Where IRF stores your personal data and security measures:
We have put in place what we believe to be appropriate technical and organisational security measures to protect your personal information from unauthorised or unlawful use, and from accidental loss, damage or destruction. We have strict confidentiality agreements (including data protection obligations) in place with our third party service providers. We will not pass on any personal information we collect to third parties for marketing purposes unless we specifically inform you of this.
Unfortunately, the transmission of information via the Internet is not completely secure. If you provide us with personal information via our websites, we will do our best to protect it, but we cannot guarantee its security and any transmission is at your own risk.
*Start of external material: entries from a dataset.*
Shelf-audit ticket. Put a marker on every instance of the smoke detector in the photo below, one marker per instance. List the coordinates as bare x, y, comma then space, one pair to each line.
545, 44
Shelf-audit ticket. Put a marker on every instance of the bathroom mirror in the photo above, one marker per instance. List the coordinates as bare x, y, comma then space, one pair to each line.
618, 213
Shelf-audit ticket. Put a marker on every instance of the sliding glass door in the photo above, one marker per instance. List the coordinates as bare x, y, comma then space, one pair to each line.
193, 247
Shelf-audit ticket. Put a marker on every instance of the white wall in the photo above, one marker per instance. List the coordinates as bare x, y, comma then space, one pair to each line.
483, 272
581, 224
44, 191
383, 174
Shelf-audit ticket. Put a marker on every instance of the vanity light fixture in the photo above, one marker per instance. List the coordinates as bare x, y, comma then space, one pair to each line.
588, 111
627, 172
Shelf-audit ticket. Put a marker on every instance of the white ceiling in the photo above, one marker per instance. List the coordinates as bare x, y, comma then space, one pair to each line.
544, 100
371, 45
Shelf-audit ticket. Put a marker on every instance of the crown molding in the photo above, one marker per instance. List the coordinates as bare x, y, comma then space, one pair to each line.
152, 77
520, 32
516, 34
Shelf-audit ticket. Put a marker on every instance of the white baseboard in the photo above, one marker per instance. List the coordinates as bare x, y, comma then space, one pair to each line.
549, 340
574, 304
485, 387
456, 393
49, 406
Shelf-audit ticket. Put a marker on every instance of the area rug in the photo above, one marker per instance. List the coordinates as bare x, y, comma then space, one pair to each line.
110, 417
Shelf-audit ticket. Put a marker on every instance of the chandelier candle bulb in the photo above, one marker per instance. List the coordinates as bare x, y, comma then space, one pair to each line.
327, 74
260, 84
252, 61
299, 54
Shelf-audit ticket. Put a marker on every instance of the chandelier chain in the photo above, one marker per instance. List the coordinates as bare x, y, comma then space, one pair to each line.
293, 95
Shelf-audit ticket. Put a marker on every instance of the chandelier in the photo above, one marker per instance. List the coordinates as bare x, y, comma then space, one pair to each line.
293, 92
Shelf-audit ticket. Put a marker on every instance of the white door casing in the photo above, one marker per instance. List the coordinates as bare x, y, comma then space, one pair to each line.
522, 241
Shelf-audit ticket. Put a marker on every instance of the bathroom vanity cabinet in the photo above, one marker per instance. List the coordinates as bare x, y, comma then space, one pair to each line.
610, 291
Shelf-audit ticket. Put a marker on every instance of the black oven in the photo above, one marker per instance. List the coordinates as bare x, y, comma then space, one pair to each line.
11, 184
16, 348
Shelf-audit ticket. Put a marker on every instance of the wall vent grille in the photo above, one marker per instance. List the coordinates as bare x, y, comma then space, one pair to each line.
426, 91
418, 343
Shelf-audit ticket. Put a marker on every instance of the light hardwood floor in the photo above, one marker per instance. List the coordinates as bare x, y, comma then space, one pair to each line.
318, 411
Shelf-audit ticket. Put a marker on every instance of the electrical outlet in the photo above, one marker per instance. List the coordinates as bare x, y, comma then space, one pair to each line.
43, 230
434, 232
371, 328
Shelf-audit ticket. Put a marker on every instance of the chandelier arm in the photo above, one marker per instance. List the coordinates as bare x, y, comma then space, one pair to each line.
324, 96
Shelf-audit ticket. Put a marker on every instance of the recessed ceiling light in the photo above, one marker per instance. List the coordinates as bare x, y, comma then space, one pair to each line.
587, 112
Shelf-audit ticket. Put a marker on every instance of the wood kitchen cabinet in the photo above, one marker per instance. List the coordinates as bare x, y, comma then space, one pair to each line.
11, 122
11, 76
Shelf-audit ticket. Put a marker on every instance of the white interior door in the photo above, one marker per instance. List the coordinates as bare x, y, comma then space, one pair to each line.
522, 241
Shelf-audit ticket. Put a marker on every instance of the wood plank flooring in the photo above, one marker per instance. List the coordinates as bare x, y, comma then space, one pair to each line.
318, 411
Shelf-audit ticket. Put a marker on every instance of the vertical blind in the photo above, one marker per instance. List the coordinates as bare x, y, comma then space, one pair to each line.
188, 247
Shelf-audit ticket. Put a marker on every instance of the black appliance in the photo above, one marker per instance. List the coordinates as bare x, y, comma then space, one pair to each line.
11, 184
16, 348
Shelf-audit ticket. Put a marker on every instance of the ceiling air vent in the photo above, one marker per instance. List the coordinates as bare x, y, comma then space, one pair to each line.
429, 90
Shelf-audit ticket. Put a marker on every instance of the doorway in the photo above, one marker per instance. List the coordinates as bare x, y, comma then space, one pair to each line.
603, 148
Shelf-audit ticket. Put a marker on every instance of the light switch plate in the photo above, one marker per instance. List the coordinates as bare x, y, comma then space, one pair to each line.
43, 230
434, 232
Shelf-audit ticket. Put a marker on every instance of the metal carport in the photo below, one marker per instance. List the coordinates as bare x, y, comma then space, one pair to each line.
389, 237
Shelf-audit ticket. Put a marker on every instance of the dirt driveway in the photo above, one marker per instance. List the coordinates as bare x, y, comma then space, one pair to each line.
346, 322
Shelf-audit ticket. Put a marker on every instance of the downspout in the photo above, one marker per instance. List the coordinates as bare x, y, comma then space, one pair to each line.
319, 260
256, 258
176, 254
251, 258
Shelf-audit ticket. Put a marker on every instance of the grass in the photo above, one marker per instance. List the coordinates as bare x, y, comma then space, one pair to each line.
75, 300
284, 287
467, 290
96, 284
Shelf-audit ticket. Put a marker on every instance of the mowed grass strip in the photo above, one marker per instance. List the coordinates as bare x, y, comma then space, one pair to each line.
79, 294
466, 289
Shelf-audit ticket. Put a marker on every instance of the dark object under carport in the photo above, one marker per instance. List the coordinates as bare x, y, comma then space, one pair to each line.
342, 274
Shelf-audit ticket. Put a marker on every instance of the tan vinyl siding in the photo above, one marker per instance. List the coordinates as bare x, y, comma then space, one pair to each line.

Once we receive your personal information, we will use strict procedures and security features to try to prevent unauthorised access.
Other circumstances in which IRF may disclose your personal information:
We may disclose your personal information to any member of our group, i.e. our subsidiaries, our ultimate holding company and its subsidiaries.
We may disclose your personal information to third parties:
- In the event that we sell or buy a business or assets, in which case we may disclose your personal information to the prospective seller or buyer of such business or assets, but only if such disclosure is reasonably required for the purposes of the sale or purchase;
- If all or substantially all of our assets are acquired by a third party, your personal information may be one of the transferred assets;
What are your rights?
In accordance with the GDPR, you can contact us at firstname.lastname@example.org.
To exercise any of the following rights you have in relation to our processing of your personal information:
- Right of access - you have the right to obtain confirmation that your personal information is being processed and to access your personal information
- Right of rectification - you have the right to have your personal information corrected if it is inaccurate or incomplete
- Right to erasure (right to be forgotten) - you have the right to request the deletion or removal of your personal information where there is no legitimate reason for us to continue processing it
- Right to restrict processing - you have the right to request (where you have given us consent) that your consent be withdrawn or that we block or delete the processing of your personal information by sending an email to the inbox set out above.
- Right to data portability - you have the right to obtain and re-use your personal information for your own purposes in different services as the processing is based on your consent.
In addition, you have the right to file a complaint with our Data Protection Officer at email@example.com if you believe that your personal information is not being processed in accordance with this privacy statement. If you believe, after contacting us, that your "Data Protection" rights are not being respected, you may submit a complaint to the CNIL.
Any changes we may make to our statement in the future will be posted on this page.